Obviously, I am not talking the kind of dark alleys between buildings, although I am talking about places where you could get mugged. A dark alley is any part of a software creation, deployment, or support process where the total number of people who control the code drops to a very low number. An example would be a distribution process that at some point gives one unsupervised person authority to package and distribute an entire software release. Dark alleys do not just present opportunities to get mugged. They actively attract muggers by presenting tempting targets where they could deceive, bribe, or coerce their way into an otherwise sound process.
Using a different terminology, a dark alley is a single point of security failure — that is, a location in the software process at which the actions by a single person could seriously undermine overall security.
The largest single source of dark alleys in military software, networks, and facilities is the use of proprietary software products developed by international firms. The difficulty in such cases is not the use of international development per se, but the fact that for-profit software companies often create and use dark alleys intentionally as a way to keep their software secret and reduce the risk of piracy. It is the combination of global development and excessive use of dark alleys to reduce piracy that can lead to serious security issues. The threat could in principle be minimized by introducing U.S-oriented security procedures into the offshore facilities of the software vendors, but this would almost never be acceptable to vendors whose international buyers would object strongly to such U.S.-centric oversight.
5. Use bright alleys (wikis) to increase security when you partner with others.
As its name indicates, a bright alley is the opposite of a dark alley. That is, it is a process path that has been set up with incentives to encourage active participation by as many interested and knowledgeable people as possible. The free on-line Wikipedia encyclopedia is an example of a global project that makes unrelentingly use of bright alleys, since in the Wikipedia process every article is subject not just to the scrutiny of a global readership, but to direct editing by every member of that community. Wiki is the generic term for a collaborative process that actively encourages scrutiny and review of the products it develops. When a wiki-like process is applied to the creation of software, the result is FOSS software (e.g., Linux). FOSS preceded wikis, however, so FOSS projects tend to use a slightly different terminology and approach.
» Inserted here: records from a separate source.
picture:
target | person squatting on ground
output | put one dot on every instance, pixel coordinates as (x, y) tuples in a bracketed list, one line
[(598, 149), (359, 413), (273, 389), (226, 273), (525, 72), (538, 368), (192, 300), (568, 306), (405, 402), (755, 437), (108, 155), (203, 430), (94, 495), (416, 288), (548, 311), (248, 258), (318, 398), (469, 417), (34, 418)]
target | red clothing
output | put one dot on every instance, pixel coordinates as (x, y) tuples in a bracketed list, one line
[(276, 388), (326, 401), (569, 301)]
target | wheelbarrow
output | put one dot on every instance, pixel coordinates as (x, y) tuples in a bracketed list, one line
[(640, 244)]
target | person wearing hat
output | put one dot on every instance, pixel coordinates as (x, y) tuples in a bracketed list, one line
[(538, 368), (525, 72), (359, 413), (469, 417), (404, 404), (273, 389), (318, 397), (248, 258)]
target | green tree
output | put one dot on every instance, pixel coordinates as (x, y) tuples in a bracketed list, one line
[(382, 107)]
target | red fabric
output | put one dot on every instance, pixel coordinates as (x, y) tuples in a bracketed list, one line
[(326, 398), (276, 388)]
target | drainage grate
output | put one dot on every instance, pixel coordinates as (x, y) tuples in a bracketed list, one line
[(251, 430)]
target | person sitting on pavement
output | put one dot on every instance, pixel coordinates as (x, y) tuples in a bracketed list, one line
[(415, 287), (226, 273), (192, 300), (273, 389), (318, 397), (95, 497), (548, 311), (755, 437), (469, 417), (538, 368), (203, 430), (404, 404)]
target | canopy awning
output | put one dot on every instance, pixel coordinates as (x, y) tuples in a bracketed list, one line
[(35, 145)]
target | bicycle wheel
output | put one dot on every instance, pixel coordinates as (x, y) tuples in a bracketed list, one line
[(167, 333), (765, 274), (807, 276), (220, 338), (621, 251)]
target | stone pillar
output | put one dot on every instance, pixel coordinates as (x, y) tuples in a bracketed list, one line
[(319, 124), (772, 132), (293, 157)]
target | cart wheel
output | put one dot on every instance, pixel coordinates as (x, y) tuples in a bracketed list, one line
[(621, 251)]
The critical factor that keeps the wikis from turning into random noise generators is their high-visibility approach to configuration management. Wikis provide permanent, fully visible tracking of all changes made to them, and make it very easy to undo a change that any other participant judges to be vandalism. Thus while it is true that anyone can change the contents of a wiki, the quality of the change and the way it was done immediately becomes part of a highly visible and permanent public record. This visibility strongly discourages most users from making casual or poorly thought out changes.
Even more important is the way wikis encourage participation by subject matter experts. Most such experts are first attracted to wikis because they can quickly and easily repair bad or incomplete entries related to their areas of expertise. Once they have made such changes, there is a strong tendency for them to join with other similar participants in monitoring that part of the wiki to make sure their contributions are not lost or damaged.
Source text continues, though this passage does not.